Two and a half years later, Dufour unveiled a more compact version, officially the world's first Grande Sonnerie wristwatch. This time, it was his name on the dial, and the watch launched his career when it was presented at Baselworld. It was soon followed by another important feat in miniaturization.
Having proven himself a master of high-complications, Dufour's next move was to focus on precision horology. Double regulator watches presented an interesting challenge. The idea that a watch could achieve better timekeeping by averaging down the rate differentials between two independently operating balances had been explored. But only very large examples had ever been made because of the complexity of their mechanism. The Vallée de Joux had produced the most successful attempt when, in the 1930s, students of the school Dufour later attended made a small batch of double regulator pocket watches.
...It set the tone as far as what a Dufour wristwatch should look like: understated, traditional and impossible to fault.
The Duality was originally planned as a series of 25 watches, but Dufour ended it prematurely because of the popularity of another of the atelier's watches, the Simplicity. Dufour felt he couldn't split his time equally to both projects and put the Duality on pause after only nine models.
The present watch is N°00, the first in the series, and it set the tone as far as what a Dufour wristwatch should look like: understated, traditional and impossible to fault.
The brilliance of Dufour's work is that every component is conceived by one person, with intimate knowledge of its final position on the dial in relation to other elements. The markers and hands for example, are cut from the same metal, and finished using the same time-honored techniques.
The minute track is simple but it occupies a central position which allows for a clear read of the time. Some tension is created by the intersection of a seconds sub-dial at eight o'clock, distinguished by a circular grain finish, but there is also a hint that the movement's architecture is atypical.
Philippe Dufour's movements are among the finest in the world. Not only is the symmetrical construction of the movement naturally pleasing to the eye, but the movement is then finished using an array of decorative techniques, including Geneva stripping, chamfering, black polishing and hand-engraving.
The Duality is not a watch that immediately stands out in a line-up of vintage watches. We've seen it this month during the Winning Icons auction previews across Asia, the United Kingdom and the United States, currently in New York where it will ultimately be auctioned. If someone didn't know anything about the Duality, they'd probably skip right over it to see the first series Patek Philippe Nautilus or the Rolex Milsub standing either side of it.
Left: Rolex Ref. 5513, 'Milsub' or 'Military Submariner', 1974; Right: Patek Philippe Ref. 3700/001, Nautilus 'Jumbo', 1977
But the Duality has its fans, and to them, this is clearly the most important watch in our sale. Because it represents the resurgence of independent watchmaking, because it represents the resurgence of traditional Swiss watchmaking, and most of all, because they know that no one will ever make a watch quite like it again.
Dufour never returned to the bench for the Duality.
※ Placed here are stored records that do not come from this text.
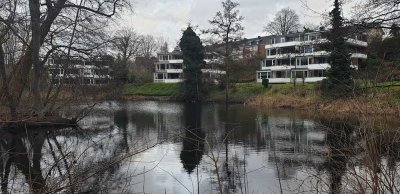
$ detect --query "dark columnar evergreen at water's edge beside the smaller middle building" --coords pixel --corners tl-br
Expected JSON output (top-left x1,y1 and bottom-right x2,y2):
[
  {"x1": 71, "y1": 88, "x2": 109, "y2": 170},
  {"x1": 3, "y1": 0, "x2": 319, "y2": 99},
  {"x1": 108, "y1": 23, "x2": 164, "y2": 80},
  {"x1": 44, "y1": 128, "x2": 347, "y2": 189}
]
[{"x1": 179, "y1": 26, "x2": 204, "y2": 102}]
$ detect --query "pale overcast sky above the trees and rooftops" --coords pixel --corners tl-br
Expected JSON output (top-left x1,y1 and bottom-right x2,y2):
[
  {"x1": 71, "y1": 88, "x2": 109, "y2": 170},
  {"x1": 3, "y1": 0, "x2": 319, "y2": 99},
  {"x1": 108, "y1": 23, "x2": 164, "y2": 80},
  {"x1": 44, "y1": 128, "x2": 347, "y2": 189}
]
[{"x1": 118, "y1": 0, "x2": 356, "y2": 49}]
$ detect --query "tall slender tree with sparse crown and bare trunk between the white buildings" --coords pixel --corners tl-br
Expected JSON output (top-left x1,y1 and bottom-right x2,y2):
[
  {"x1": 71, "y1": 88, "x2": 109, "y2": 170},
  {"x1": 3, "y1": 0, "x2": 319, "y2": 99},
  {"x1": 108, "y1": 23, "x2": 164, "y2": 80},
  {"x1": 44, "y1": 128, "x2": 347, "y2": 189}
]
[{"x1": 205, "y1": 0, "x2": 244, "y2": 105}]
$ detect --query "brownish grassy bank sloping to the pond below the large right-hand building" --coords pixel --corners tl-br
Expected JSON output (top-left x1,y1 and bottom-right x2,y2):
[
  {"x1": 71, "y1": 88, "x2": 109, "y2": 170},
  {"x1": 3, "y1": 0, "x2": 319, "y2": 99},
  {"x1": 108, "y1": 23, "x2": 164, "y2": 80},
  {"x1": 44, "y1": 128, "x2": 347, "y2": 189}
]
[{"x1": 246, "y1": 83, "x2": 400, "y2": 115}]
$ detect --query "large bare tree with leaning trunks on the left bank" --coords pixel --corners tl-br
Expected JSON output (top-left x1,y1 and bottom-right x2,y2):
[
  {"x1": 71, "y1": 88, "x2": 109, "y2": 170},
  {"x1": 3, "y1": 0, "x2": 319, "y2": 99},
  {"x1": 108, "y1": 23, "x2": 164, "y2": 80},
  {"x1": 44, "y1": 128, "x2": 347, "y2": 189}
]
[{"x1": 0, "y1": 0, "x2": 130, "y2": 120}]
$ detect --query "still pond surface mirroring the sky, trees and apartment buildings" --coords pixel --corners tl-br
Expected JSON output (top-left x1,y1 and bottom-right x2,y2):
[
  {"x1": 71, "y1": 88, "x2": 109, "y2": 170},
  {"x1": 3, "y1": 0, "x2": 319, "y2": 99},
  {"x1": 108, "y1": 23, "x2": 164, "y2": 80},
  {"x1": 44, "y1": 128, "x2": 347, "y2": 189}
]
[{"x1": 0, "y1": 102, "x2": 400, "y2": 193}]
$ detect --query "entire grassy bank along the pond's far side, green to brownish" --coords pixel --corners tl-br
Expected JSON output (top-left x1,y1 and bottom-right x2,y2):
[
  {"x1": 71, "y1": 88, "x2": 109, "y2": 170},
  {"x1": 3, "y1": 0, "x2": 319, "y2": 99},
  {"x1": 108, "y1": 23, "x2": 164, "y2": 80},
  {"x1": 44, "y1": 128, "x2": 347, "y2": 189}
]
[{"x1": 123, "y1": 82, "x2": 400, "y2": 115}]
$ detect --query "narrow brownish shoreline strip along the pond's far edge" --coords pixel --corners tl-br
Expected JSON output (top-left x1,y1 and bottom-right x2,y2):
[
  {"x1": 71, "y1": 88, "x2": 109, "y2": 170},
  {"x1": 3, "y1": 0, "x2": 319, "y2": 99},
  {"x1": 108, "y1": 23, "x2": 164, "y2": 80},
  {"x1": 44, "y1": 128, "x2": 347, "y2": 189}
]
[{"x1": 121, "y1": 95, "x2": 400, "y2": 117}]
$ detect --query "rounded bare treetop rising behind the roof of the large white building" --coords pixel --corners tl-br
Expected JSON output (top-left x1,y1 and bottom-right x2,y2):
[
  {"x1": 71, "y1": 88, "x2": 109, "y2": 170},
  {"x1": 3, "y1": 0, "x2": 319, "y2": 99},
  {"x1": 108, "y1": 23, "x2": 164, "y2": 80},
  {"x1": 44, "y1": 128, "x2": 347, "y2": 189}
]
[{"x1": 264, "y1": 8, "x2": 300, "y2": 35}]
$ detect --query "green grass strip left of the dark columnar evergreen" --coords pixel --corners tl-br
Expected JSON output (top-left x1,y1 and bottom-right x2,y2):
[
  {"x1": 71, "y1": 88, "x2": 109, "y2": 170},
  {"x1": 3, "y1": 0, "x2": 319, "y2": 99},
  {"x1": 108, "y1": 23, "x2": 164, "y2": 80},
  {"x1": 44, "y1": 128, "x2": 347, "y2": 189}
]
[{"x1": 124, "y1": 83, "x2": 179, "y2": 96}]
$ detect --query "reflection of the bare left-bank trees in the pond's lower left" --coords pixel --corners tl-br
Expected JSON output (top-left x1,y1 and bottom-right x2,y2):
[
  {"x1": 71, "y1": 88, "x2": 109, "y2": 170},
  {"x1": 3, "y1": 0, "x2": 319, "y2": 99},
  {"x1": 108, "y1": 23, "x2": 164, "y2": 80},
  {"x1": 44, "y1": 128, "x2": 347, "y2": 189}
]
[{"x1": 0, "y1": 120, "x2": 134, "y2": 193}]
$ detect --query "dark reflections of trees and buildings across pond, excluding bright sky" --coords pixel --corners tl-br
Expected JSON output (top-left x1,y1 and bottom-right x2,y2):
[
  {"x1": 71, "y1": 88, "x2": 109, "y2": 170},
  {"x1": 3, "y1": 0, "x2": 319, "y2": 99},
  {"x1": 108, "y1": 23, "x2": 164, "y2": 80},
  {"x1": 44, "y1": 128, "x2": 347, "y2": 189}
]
[{"x1": 5, "y1": 104, "x2": 400, "y2": 193}]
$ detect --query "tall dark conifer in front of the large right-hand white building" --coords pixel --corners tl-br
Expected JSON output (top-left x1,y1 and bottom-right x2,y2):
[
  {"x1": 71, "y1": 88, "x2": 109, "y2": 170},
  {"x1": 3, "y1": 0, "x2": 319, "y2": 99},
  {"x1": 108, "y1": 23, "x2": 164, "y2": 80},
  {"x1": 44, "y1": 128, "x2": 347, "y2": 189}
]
[{"x1": 322, "y1": 0, "x2": 354, "y2": 98}]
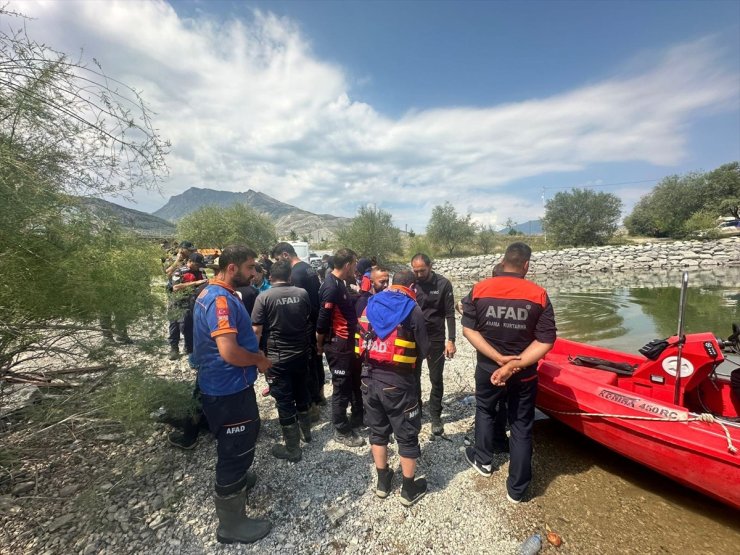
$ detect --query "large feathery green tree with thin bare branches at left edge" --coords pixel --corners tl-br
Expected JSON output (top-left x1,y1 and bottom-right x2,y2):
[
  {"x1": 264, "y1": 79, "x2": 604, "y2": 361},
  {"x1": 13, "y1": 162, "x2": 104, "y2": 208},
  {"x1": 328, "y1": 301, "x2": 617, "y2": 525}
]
[{"x1": 0, "y1": 8, "x2": 168, "y2": 374}]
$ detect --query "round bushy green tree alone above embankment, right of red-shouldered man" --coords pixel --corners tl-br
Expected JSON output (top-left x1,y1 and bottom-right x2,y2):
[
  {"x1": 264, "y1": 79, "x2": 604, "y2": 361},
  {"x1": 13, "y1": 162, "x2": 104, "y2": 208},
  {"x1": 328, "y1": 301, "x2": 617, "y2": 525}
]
[{"x1": 545, "y1": 189, "x2": 622, "y2": 246}]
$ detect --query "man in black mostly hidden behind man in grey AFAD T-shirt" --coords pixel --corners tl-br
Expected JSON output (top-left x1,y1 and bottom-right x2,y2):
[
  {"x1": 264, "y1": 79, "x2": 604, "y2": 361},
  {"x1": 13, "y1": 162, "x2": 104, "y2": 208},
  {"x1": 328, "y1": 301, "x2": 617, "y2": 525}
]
[{"x1": 272, "y1": 243, "x2": 326, "y2": 416}]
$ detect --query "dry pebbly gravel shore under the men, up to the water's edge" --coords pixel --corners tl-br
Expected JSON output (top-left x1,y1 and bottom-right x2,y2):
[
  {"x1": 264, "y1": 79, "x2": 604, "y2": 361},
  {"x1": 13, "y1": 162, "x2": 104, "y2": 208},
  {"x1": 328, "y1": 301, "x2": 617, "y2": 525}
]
[{"x1": 0, "y1": 312, "x2": 556, "y2": 554}]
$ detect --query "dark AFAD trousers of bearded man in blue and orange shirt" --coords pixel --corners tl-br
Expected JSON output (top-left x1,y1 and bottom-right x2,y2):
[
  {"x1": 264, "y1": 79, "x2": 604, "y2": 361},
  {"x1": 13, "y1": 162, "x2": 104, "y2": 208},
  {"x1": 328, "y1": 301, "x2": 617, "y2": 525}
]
[{"x1": 201, "y1": 387, "x2": 260, "y2": 496}]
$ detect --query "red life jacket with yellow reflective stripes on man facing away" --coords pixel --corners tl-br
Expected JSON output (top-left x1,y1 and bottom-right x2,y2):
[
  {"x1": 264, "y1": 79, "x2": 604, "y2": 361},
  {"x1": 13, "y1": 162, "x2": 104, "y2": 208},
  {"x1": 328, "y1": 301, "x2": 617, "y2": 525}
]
[{"x1": 355, "y1": 308, "x2": 417, "y2": 370}]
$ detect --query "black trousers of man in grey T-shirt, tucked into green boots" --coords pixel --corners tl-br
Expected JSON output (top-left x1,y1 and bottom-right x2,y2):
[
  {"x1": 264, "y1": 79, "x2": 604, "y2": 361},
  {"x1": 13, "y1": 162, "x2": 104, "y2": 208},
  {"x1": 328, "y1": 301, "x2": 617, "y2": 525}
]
[{"x1": 267, "y1": 353, "x2": 309, "y2": 426}]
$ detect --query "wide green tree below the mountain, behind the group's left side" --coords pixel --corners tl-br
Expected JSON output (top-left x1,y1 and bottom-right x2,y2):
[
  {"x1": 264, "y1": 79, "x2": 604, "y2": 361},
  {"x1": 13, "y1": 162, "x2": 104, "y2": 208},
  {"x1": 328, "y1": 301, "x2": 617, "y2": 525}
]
[{"x1": 177, "y1": 204, "x2": 277, "y2": 252}]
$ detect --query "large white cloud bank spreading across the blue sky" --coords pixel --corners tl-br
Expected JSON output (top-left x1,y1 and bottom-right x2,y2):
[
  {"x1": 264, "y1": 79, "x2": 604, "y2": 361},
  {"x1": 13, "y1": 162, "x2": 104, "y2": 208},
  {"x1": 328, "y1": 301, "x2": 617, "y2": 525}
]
[{"x1": 12, "y1": 1, "x2": 739, "y2": 231}]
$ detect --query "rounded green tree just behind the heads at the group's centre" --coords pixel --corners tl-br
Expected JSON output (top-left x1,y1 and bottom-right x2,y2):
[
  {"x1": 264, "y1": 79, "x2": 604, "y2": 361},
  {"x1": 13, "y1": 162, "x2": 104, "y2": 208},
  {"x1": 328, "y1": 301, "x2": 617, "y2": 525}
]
[{"x1": 336, "y1": 206, "x2": 403, "y2": 261}]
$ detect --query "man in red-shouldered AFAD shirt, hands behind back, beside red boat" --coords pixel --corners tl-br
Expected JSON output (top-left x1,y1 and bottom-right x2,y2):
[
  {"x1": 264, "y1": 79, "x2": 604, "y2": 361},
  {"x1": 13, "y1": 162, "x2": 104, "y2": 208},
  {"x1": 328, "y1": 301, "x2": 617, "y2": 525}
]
[{"x1": 462, "y1": 243, "x2": 556, "y2": 503}]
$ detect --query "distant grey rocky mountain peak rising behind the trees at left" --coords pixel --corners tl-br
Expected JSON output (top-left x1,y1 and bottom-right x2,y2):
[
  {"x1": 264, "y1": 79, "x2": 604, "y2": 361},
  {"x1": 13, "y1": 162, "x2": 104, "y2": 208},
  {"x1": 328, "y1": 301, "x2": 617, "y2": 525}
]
[{"x1": 154, "y1": 187, "x2": 349, "y2": 241}]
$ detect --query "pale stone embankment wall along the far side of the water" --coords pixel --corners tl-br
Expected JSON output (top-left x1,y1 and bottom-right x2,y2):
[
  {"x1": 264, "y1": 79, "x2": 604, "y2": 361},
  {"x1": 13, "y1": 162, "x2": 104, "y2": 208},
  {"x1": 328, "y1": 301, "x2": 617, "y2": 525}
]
[{"x1": 434, "y1": 237, "x2": 740, "y2": 280}]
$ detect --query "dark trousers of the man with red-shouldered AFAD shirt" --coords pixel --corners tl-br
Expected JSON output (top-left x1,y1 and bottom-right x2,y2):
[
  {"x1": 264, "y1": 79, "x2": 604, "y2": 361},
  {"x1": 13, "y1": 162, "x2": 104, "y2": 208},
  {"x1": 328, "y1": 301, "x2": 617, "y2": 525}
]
[{"x1": 475, "y1": 366, "x2": 537, "y2": 499}]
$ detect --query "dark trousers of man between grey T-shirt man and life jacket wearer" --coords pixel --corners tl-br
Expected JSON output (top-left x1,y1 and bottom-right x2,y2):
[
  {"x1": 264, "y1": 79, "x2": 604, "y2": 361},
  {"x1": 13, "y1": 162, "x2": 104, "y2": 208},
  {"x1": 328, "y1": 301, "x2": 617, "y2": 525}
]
[{"x1": 324, "y1": 337, "x2": 362, "y2": 434}]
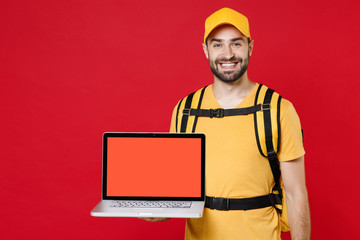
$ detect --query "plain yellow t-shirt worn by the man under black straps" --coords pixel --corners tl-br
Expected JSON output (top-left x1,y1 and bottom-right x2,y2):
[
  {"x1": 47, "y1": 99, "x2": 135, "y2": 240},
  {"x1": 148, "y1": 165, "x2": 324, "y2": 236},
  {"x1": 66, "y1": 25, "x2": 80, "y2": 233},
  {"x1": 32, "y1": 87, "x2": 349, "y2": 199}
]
[{"x1": 170, "y1": 84, "x2": 305, "y2": 240}]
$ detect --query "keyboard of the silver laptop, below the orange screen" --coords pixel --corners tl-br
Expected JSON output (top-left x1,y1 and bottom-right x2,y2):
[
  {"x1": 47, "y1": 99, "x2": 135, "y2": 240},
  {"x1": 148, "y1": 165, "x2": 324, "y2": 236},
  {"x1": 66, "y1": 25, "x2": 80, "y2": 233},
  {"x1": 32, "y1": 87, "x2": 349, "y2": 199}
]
[{"x1": 109, "y1": 201, "x2": 191, "y2": 208}]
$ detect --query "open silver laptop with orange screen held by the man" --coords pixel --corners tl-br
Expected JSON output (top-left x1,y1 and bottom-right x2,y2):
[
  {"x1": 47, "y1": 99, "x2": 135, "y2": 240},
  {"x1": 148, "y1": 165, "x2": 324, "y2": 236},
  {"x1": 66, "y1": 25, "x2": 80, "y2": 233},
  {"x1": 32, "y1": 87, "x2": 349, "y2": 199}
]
[{"x1": 91, "y1": 132, "x2": 205, "y2": 218}]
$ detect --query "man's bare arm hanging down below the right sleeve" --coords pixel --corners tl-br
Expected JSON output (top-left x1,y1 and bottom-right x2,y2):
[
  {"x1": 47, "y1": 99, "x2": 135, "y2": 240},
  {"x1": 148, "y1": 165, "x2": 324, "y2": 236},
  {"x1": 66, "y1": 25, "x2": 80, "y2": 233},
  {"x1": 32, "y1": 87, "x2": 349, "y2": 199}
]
[{"x1": 280, "y1": 156, "x2": 311, "y2": 240}]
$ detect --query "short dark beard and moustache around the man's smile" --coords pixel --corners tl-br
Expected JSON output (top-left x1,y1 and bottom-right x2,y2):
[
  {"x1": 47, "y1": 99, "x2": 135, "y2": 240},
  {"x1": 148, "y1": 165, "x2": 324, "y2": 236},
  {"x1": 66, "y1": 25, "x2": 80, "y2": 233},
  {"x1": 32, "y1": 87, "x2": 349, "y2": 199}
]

The owners' club became unexpectedly exclusive after the ninth model was delivered and that makes its membership even more desirable.
The return of N°00, therefore, represents an unexpected opportunity for collectors who thought they had missed out at the chance of owning this model one day. The watch will be offered in complete condition, accompanied by its original certificate, brochure, and fitted presentation box.